Nous avons beaucoup de statistiques. Nous disposons des données sur les femmes autochtones dans le système de justice. Nous savons que les femmes ont beaucoup d'influence dans les sociétés traditionnelles et qu'elles avaient un rôle important à jouer. Elles étaient les mères nourricières. Elles assuraient parfois la santé économique des Premières Nations. Elles avaient beaucoup leur mot à dire au sein des collectivités.
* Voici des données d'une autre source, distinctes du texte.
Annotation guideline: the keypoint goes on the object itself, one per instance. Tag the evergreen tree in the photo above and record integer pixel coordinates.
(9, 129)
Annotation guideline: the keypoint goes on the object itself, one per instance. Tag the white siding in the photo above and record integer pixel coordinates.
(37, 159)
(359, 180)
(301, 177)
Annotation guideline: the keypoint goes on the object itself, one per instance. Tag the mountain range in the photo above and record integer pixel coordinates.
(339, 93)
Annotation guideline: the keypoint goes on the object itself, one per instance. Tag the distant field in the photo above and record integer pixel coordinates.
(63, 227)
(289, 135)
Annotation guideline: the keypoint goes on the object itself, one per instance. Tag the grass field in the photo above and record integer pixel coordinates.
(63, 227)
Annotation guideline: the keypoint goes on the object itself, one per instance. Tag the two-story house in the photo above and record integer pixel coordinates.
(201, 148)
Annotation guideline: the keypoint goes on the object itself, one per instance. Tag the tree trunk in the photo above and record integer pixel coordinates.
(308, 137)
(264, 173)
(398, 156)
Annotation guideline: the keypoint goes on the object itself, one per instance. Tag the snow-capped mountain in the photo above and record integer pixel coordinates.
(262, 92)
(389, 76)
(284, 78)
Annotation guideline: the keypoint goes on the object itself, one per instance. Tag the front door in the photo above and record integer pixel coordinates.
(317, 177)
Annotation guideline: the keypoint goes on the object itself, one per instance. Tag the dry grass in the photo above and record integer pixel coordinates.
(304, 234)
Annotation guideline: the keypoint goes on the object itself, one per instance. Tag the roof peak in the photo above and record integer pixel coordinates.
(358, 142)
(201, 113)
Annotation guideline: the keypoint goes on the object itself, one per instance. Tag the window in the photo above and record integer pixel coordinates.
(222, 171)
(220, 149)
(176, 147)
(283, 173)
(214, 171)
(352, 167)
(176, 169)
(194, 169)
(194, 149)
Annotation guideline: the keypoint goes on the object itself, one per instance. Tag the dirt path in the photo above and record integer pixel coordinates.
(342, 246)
Je suis là parce que j'enseigne la justice pénale à l'université. Je participe également à la rédaction de rapports Gladue. Je le fais depuis un certain nombre d'années pour la province. J'en suis venue à considérer l'expérience des personnes que je représente comme étant très importante. Je pourrais vous inonder de statistiques, d'études et d'enquêtes, mais je ne veux pas faire cela, pour l'instant. En tant que rédactrice de rapports Gladue, selon les exigences de la Cour suprême, je vous dirais qu'il est vraiment important d'étudier l'alinéa 718.2e) du Code criminel, d'examiner la situation des Autochtones. Comme je vis dans la réserve Blood et que j'ai des petits-enfants, des étudiants et des clients pour qui je rédige des rapports Gladue, il me semble que je voudrais vous faire part de mon expérience personnelle dans le cadre du travail que je fais.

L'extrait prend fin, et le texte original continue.